Wintervögel: Blaumeise oder Kohlmeise? Welche Vögel haben Sie gesehen?

Der Naturschutzbund Deutschland und der Landesbund für Vogel- und Naturschutz rufen die Menschen dazu auf, eine Stunde lang die Vögel wie die Blaumeise auf dem Bild zu zählen und zu melden – im Garten, am Balkon, vor dem Fenster oder im Park.
Christophe GateauBlaumeise, Hausspatz, Rotkehlchen und Buchfink – welche Vögel zeigen sich am häufigsten am Futterhäuschen? Das wollen der Landesbund für Vogel- und Naturschutz (LBV) im bayerischen Hilpoltstein und der Naturschutzbund Deutschland (Nabu) in Berlin erneut herausfinden. Zum 14. Mal rufen die beiden Verbände von Freitag bis Sonntag (5. bis 7. Januar) zur „Stunde der Wintervögel“ auf. Bei der nach ihren Angaben größten wissenschaftlichen Mitmachaktion Deutschlands sollen Bürgerinnen und Bürger wieder eine Stunde lang Vögel beobachten.

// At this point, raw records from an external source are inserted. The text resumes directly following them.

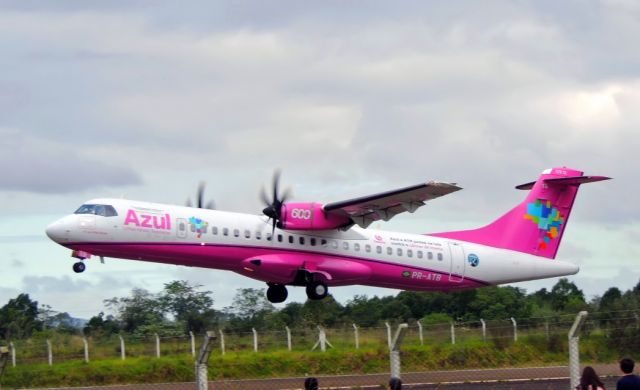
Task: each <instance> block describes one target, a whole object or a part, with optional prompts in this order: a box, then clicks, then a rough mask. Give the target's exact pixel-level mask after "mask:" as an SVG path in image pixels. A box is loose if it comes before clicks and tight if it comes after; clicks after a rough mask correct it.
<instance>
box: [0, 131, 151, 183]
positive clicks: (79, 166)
mask: <svg viewBox="0 0 640 390" xmlns="http://www.w3.org/2000/svg"><path fill="white" fill-rule="evenodd" d="M0 137H2V138H3V142H2V144H0V165H1V166H3V167H6V168H5V169H3V170H2V171H1V172H0V189H2V190H9V191H29V192H39V193H69V192H74V191H82V190H86V189H89V188H94V187H107V186H116V187H117V186H126V185H135V184H140V183H141V179H140V177H139V175H138V174H137V173H136V172H135V171H134V170H133V169H131V168H130V167H129V166H126V165H127V161H126V160H120V161H118V162H116V163H115V164H114V162H113V161H109V162H104V161H100V160H97V159H93V158H91V157H90V155H91V150H90V148H84V147H79V148H75V147H74V146H73V144H63V143H54V142H49V141H44V140H41V139H39V138H35V137H30V136H28V135H25V134H23V133H19V132H16V131H10V130H4V131H3V130H2V129H0Z"/></svg>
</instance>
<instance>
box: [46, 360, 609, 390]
mask: <svg viewBox="0 0 640 390" xmlns="http://www.w3.org/2000/svg"><path fill="white" fill-rule="evenodd" d="M593 367H594V368H595V369H596V371H597V372H598V374H599V375H601V376H603V377H604V376H609V377H610V378H606V379H605V384H606V385H607V387H608V388H614V387H615V382H616V380H617V378H618V376H619V370H618V366H617V365H615V364H599V365H594V366H593ZM304 379H305V378H304V377H294V378H273V379H248V380H223V381H211V382H209V388H210V389H216V390H232V389H233V390H236V389H260V390H263V389H264V390H280V389H301V388H302V385H303V383H304ZM318 379H319V382H320V387H321V388H331V389H350V388H359V389H380V388H381V386H384V384H385V383H386V382H387V381H388V379H389V374H388V373H383V374H366V375H361V374H360V375H334V376H318ZM402 380H403V382H405V386H403V388H408V389H463V388H464V389H469V388H473V389H482V390H484V389H501V390H507V389H563V390H566V389H567V388H568V387H569V368H568V367H567V366H552V367H527V368H506V369H482V370H443V371H428V372H407V373H403V374H402ZM194 388H195V383H194V382H188V383H166V384H158V383H154V384H131V385H113V386H96V387H74V388H57V390H63V389H64V390H71V389H73V390H137V389H158V390H183V389H184V390H187V389H188V390H192V389H194Z"/></svg>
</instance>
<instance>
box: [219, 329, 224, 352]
mask: <svg viewBox="0 0 640 390" xmlns="http://www.w3.org/2000/svg"><path fill="white" fill-rule="evenodd" d="M219 332H220V351H221V353H222V356H224V333H222V329H220V331H219Z"/></svg>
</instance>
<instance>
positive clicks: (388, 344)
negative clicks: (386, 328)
mask: <svg viewBox="0 0 640 390" xmlns="http://www.w3.org/2000/svg"><path fill="white" fill-rule="evenodd" d="M384 325H385V326H386V327H387V345H388V346H389V348H391V325H389V323H388V322H385V323H384Z"/></svg>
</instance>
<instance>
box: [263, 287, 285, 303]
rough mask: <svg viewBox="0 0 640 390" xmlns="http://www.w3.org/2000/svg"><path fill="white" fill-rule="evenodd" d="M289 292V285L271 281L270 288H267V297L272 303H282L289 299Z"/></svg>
mask: <svg viewBox="0 0 640 390" xmlns="http://www.w3.org/2000/svg"><path fill="white" fill-rule="evenodd" d="M288 295H289V293H288V292H287V287H286V286H285V285H284V284H275V283H274V284H271V283H269V288H268V289H267V299H268V300H269V302H271V303H280V302H284V301H286V300H287V296H288Z"/></svg>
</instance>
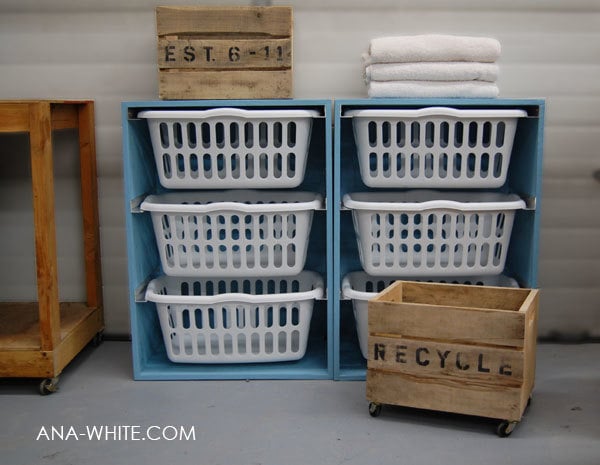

Knapp 100.000 Menschen hatten sich nach Nabu-Angaben im vergangenen Jahr beteiligt und dabei am häufigsten Haussperling, Kohlmeise und Blaumeise gesichtet. Aufgrund der milden Temperaturen hatten sich allerdings insgesamt weniger gefiederte Gäste an den Futterhäusern gezeigt als üblich. In diesem Jahr könnte die Situation trotz ähnlicher Witterung anders sein, meinte die LBV-Biologin Angelika Nelson. Im vergangenen Jahr habe es besonders viele Eicheln, Bucheckern und Fichtensamen gegeben, sodass Waldvögel in den Wäldern genügend Nahrung gefunden hätten. Das sei in diesem Jahr nicht so extrem der Fall.
Die Vogelwelt verändert sich
Mit der „Stunde der Wintervögel“ wollen die Naturschutzverbände wichtige Erkenntnisse über Veränderungen in der heimischen Vogelwelt in Städten und Dörfern bekommen. Ein wissenschaftlich fundierter Vergleich zwischen den Jahreswerten ist unter anderem wegen der immer etwas unterschiedlichen Datengrundlage nicht möglich, ein Hinweis auf mögliche Entwicklungen kann aber ablesbar sein. „Es geht nicht um die absoluten Zahlen, sondern um Trends“, erläuterte der Nabu-Experte Martin Rümmler. „Je länger man solche Datensätze erhebt, desto stabiler sind die Beobachtungen.“ Dadurch könne man dann Tendenzen erkennen.
Eine Stunde lang Vögel zählen
Wer sich bei der „Stunde der Wintervögel“ beteiligen möchte, soll in dem Zeitraum eine Stunde lang die Vögel im Garten, am Balkon, vor dem Fenster oder im Park zählen. Dabei wird von jeder Art die höchste Anzahl notiert, die im Laufe der Stunde gleichzeitig zu sehen ist. Die Beobachtungen können bis zum 15. Januar übers Internet, per App, Telefon oder Post gemeldet werden.
Stunde der Wintervögel
Mit der Zählung soll ein möglichst genaues Bild der Vogelwelt in den Städten und Dörfern entstehen. Es geht dabei nicht um die vollständige Erfassung aller Vögel, sondern darum, die schleichenden Veränderungen festzustellen.